Trice was scheduled to be put to death with a lethal dose of drugs at 9 p.m. at the Oklahoma State Penitentiary in McAlester.
Trice was handed the death sentence for the Feb. 14, 1987, slaying of Ernestine Jones, 84, in her northeast Oklahoma City home.
Prayer vigils were planned by death penalty opponents but there was no word Monday on any plans for additional protests for the first of seven executions scheduled for January.
Authorities said Trice entered Jones' home just after midnight through a bedroom window and beat Jones with a martial arts weapon, called nunchakus, before making off with $500.
Jones received blows to the head, fractured jaw and cheek bones, broken ribs and fingers and contusions to the heart and lungs. She was also raped.
Jones' 63-year-old retarded son, Emanuel Jones, was also severely beaten after attempting to come to his mother's aid, according to police.
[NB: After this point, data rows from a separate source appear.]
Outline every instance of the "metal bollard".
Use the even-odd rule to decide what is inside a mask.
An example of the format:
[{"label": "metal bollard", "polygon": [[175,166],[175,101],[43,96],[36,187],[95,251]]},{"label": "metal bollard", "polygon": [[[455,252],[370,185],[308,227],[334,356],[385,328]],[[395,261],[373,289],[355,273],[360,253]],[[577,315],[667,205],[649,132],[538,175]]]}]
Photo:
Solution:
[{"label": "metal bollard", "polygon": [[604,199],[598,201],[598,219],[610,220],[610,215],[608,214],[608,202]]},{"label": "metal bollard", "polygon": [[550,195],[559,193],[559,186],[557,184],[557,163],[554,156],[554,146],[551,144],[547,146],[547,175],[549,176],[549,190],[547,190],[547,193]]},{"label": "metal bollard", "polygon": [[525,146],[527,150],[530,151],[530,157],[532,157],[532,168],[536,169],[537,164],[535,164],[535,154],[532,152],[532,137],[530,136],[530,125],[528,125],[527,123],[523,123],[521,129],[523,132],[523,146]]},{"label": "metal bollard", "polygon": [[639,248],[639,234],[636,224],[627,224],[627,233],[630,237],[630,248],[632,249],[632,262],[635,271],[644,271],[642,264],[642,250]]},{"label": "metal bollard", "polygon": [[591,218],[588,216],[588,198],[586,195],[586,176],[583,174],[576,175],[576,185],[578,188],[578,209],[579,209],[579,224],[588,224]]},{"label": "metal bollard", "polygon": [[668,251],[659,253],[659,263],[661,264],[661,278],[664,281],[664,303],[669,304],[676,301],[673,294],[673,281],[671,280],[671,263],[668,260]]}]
Trice's roommate called police after Trice returned home with a lot of money and claimed to have whipped a homosexual with his nunchakus. The roommate said Trice had hidden his bloody clothes in a nearby abandoned house.
Trice was arrested four days after the murder and later confessed, said Oklahoma City police inspector Eric Mullenix. He was sentenced to death in June 1987.
"I have not the words to describe the brutality and savagery of what I observed in the crime scene," Mullenix wrote in October to oppose clemency for Trice. Mullenix said Trice never showed remorse. The state Pardon and Parole Board rejected the clemency request in November.
An attorney for Trice was unavailable for comment Monday but was expected to witness his execution.
Jones' daughter, a son and a great-grandson were expected to be witnesses, said Charlie Price, a spokesman for state Attorney General Drew Edmondson.
Jurors ruled that the death penalty was warranted because the crime met four of eight aggravating circumstances.
Trice had a previous felony conviction involving the use of threat of violence and knowingly created a great risk of death to more than one person during the crime.
Jurors also said the killing was a heinous, atrocious or cruel act and deemed Trice a continuing threat to society.
For his last meal, Trice requested fried chicken, potatoes with onions, sweet potato pie, hot rolls and a Coke, said Jerry Massie, a spokesman for the state corrections department.
The last meal was to be served at noon or 5 p.m. Tuesday, whichever time the inmate preferred, Massie said.